The application of the ACM learning process 16--list Linked list Joseph problem

Joseph problem is one of the application of list lists, the problem description: N people in a circle, everyone has a unique number, numbering from 1 to N, numbering from 1 to start off, and then report K, number of people out of K, his next from 1 start off, until all the people are out, Ask for the sequence of this column. Combined with the previous blog, here is a list of lists, giving a workable answer code.
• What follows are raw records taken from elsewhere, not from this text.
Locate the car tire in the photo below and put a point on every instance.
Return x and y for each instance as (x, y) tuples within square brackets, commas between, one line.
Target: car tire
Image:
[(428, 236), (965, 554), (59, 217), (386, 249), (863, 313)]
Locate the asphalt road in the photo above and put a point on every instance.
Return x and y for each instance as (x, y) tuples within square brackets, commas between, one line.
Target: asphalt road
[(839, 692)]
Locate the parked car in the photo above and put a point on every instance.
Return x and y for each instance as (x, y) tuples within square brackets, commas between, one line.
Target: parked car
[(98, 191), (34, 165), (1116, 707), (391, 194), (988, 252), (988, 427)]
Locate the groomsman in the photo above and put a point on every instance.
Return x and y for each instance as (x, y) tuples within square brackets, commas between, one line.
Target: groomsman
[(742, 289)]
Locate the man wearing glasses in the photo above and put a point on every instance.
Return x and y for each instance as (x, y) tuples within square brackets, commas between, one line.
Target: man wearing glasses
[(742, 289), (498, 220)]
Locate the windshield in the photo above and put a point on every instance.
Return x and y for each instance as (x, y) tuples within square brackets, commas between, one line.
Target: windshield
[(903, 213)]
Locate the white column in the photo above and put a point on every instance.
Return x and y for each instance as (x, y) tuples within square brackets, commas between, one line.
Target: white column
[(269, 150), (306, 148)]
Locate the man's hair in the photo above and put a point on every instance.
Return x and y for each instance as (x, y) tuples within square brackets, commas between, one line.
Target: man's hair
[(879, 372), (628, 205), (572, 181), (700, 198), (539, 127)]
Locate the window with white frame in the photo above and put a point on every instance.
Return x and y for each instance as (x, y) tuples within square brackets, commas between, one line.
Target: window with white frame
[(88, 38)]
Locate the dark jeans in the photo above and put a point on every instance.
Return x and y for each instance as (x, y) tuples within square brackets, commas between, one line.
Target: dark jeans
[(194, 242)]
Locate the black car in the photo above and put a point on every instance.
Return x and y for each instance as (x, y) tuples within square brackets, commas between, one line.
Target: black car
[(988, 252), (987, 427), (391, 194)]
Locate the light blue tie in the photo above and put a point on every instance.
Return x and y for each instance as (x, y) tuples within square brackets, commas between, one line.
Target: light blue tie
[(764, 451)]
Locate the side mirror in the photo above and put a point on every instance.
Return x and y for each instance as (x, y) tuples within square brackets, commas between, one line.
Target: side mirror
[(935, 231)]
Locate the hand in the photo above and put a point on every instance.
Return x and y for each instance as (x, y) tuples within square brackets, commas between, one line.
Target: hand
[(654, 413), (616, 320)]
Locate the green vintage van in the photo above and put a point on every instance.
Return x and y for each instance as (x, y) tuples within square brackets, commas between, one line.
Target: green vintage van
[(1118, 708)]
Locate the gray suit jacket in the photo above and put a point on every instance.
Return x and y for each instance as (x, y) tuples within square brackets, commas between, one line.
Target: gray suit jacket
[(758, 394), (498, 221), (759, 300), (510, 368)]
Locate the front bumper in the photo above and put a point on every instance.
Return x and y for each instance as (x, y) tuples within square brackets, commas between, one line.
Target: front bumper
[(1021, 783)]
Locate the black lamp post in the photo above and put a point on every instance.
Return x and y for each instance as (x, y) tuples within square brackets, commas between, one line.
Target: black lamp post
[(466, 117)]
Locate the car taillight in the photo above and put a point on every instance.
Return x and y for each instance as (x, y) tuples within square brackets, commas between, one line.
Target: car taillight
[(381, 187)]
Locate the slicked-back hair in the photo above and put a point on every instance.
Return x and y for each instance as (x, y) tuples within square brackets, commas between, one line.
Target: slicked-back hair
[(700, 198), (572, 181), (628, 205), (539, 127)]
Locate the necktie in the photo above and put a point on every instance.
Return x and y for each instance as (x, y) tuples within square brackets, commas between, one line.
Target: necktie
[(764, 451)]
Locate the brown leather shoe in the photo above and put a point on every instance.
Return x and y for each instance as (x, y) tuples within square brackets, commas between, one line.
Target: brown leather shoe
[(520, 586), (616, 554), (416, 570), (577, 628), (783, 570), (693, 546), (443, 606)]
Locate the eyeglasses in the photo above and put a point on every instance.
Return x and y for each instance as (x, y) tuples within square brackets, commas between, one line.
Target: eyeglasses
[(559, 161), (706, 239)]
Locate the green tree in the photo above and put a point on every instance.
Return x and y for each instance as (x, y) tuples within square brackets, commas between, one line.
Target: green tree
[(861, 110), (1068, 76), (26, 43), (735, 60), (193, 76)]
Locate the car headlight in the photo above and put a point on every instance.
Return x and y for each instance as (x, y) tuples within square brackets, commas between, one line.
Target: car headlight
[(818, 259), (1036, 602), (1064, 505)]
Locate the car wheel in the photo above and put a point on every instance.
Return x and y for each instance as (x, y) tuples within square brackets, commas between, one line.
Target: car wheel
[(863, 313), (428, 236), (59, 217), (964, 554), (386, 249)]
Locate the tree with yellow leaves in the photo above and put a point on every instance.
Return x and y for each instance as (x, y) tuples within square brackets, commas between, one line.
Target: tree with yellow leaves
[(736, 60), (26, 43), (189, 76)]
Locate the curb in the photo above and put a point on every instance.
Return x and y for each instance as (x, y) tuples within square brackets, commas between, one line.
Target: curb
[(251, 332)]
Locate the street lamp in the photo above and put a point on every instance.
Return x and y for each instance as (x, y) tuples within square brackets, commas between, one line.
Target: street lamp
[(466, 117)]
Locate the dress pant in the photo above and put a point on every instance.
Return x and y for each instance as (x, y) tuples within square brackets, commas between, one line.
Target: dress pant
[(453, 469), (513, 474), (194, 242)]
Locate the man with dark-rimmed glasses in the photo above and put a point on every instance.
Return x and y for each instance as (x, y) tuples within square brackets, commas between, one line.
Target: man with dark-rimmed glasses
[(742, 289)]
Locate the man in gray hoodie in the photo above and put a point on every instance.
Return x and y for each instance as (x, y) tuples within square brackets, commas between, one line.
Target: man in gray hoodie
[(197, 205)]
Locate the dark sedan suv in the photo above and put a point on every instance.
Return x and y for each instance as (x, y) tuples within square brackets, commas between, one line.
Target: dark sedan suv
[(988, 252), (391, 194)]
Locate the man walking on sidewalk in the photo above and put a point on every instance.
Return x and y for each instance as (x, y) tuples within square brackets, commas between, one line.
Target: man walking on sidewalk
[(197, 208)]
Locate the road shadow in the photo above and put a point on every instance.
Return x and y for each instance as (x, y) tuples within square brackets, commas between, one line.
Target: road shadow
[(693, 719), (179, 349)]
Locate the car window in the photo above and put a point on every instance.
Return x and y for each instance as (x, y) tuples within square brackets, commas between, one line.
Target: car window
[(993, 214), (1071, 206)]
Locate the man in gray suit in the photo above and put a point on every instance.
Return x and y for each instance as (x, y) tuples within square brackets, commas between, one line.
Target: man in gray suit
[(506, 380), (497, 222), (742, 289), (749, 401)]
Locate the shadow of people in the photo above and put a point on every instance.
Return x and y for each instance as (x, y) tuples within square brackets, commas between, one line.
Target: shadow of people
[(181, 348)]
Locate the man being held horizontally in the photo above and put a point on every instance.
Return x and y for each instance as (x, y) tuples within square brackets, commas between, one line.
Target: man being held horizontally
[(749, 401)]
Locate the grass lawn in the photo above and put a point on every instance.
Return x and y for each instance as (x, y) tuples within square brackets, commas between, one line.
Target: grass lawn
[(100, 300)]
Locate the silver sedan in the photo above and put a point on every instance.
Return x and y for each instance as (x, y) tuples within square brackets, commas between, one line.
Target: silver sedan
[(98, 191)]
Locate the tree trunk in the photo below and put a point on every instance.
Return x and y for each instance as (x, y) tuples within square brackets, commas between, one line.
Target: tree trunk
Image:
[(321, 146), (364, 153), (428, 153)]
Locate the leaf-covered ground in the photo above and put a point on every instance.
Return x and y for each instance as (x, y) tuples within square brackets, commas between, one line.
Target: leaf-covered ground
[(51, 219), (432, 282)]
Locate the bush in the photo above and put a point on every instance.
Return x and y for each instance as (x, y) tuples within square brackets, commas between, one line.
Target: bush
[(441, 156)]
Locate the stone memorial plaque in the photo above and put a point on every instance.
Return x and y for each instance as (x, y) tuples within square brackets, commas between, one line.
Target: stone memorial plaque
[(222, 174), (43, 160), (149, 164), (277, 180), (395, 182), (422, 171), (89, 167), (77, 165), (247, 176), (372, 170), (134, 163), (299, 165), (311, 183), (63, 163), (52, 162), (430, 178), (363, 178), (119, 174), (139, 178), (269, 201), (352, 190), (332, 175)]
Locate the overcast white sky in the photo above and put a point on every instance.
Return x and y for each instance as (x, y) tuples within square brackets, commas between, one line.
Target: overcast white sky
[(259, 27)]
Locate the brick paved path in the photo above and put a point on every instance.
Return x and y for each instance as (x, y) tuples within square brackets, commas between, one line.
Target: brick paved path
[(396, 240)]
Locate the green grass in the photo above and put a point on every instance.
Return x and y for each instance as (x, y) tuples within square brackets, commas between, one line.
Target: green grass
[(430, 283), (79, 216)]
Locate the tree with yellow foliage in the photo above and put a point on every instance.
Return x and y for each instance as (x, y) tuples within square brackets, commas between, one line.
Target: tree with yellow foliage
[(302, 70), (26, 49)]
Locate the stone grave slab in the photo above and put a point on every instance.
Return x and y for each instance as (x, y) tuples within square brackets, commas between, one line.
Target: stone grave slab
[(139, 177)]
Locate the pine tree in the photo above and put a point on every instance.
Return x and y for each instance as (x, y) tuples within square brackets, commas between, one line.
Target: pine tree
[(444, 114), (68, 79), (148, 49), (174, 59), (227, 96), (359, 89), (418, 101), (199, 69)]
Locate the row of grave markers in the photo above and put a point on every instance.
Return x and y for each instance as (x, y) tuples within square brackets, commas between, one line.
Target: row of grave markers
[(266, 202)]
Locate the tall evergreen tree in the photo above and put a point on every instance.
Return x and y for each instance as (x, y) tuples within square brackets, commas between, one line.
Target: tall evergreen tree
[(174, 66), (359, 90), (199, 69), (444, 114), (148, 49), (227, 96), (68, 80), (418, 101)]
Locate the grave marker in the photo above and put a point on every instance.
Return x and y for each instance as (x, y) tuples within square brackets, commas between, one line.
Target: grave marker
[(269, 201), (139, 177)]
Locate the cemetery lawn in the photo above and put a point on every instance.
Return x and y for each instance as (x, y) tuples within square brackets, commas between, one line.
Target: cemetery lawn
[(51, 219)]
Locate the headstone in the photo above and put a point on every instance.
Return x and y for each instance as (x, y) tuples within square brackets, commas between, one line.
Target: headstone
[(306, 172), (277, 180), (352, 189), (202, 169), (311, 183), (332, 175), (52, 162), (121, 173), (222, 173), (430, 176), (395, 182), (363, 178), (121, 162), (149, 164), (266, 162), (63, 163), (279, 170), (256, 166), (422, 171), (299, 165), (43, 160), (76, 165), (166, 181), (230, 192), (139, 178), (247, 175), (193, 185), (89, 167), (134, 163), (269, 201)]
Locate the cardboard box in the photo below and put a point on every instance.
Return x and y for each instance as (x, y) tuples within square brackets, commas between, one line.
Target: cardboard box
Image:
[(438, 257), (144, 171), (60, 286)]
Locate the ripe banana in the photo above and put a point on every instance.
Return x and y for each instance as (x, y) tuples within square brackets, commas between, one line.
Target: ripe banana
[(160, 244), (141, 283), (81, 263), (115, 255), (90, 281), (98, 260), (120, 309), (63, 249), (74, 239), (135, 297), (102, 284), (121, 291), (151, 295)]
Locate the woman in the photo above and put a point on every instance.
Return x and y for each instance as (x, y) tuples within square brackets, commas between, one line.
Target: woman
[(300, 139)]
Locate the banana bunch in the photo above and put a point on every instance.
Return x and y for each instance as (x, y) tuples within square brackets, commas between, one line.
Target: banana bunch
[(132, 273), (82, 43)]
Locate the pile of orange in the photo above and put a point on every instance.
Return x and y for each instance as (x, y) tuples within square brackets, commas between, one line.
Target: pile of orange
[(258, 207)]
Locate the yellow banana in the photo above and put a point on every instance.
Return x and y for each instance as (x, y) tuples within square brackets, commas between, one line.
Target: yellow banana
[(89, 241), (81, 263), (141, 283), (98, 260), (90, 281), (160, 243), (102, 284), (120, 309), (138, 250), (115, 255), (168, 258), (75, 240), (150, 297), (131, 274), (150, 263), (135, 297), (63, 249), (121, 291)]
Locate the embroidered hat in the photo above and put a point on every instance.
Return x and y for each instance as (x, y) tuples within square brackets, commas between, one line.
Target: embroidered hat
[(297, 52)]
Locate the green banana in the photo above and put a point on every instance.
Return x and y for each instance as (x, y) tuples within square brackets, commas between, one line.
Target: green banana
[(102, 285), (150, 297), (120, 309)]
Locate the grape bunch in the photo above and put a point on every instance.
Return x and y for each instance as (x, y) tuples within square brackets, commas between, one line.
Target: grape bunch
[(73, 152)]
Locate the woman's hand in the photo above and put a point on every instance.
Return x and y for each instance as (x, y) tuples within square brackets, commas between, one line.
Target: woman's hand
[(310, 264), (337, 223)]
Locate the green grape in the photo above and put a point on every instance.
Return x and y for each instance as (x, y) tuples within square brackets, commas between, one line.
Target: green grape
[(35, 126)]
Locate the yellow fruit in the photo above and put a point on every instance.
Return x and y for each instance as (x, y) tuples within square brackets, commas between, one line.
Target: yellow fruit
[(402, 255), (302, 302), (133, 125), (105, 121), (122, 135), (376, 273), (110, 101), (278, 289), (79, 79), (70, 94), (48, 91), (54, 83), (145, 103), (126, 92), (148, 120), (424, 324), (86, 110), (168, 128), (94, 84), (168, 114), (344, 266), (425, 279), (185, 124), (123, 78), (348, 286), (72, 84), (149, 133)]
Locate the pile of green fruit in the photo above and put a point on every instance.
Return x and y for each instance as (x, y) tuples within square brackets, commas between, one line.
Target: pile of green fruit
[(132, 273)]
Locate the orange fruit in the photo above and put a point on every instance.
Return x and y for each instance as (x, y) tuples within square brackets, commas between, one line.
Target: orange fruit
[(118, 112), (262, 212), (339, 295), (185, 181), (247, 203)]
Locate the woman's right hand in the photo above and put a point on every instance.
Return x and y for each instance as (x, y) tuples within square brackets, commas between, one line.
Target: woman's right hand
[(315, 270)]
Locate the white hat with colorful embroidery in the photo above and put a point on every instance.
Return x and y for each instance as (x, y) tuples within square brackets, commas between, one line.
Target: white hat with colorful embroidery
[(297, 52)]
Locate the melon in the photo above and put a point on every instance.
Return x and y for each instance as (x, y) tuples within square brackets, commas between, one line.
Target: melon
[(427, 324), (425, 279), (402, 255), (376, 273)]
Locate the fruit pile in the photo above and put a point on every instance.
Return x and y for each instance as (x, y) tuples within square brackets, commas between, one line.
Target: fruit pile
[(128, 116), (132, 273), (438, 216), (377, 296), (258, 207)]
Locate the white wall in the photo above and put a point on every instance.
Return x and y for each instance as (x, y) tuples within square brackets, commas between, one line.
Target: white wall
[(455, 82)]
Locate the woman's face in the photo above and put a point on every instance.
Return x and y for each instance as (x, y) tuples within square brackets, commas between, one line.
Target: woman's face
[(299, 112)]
Note: N is the number of people, p is the number to be reported.

#include <iostream>
#include <list>

using namespace std;

int main ()
{
	int n,p;
	List<int> l;

	while (cin>>n>>p)
	{
		l.clear ();
		for (int i=1;i<=n;i++)
		{
			l.push_back (i);
		}

		List<int>::iterator It,pdel;

		It=l.begin ();
		while (L.size ()!=1)
		{
			//numbered, it points to the element to be deleted for
			(i=1;i<p;i++)
			{
				it++;
				if (It==l.end ())
					it=l.begin ();
			}
			Delete processing
			cout<<*it<< "->";
			Pdel=it;

			it++;
			It= (It==l.end ())? L.begin (): it;

			L.erase (Pdel);
		}
		cout<<*it<<endl;
	}
	return 0;
}

Java version of the simple Joseph Ring:

public class Test {public static void main (string[] args) {cyclink cyclink=new cyclink ();
		Cyclink.setlength (5);
		Cyclink.createlink ();
		Cyclink.printlink ();
		CYCLINK.SETK (2);
		Cyclink.setm (2);
	Cyclink.play ();
	class Child {int number;
	Child Nextchild;
	public child (int number) {this.number=number;
	}//Ring List class Cyclink {//Ring list size//point to first child application cannot move int length=0;
	int k=0;
	int m=0;
	Child Firstchild=null;
	Child Temp=null;
	Sets the list size public void setlength (int length) {this.length=length;
	public void setk (int k) {this.k=k;
	public void Setm (int m) {this.m=m; }//Initialize ring list public void Createlink () {for (int i=1;i<=length;i++) {///Create First child if (i==1) {Baby ch
			   Ild=new Child (i);
			   This.firstchild=child;
			This.temp=child;
				else {Child child=new child (i);
				This.temp.nextchild=child;
				This.temp=child;
if (i==this.length) {//Create the last child This.temp.nextchild=this.firstchild;				}}} public void Printlink () {child temp=this.firstchild;
    		do {System.out.print (temp.number+ "");
    	Temp=temp.nextchild;
    	}while (Temp!=firstchild);
    System.out.println ();
    	public void Play () {child temp=this.firstchild;
    	Find the number of nodes for (int i=1;i<k;i++) {temp=temp.nextchild; } while (this.length!=1) {//number m for (int j=1;j<m;j++) {Temp=temp.nextchild
        	;
        	//Find out the previous node of the Circle child Temp1=temp;
        	while (temp1.nextchild!=temp) {temp1=temp1.nextchild;
        	///delete the node of M to Temp1.nextchild=temp.nextchild;
        	Temp=temp.nextchild;
        	This.printlink ();
    	this.length--;
    }//Last node System.out.println (temp.number); }
}

Joseph problem There are other variants, such as starting from the first m off or when a person out of the team again to set a number of the value of a count, and so on, only to be on the basis of a C + + program to make changes can be.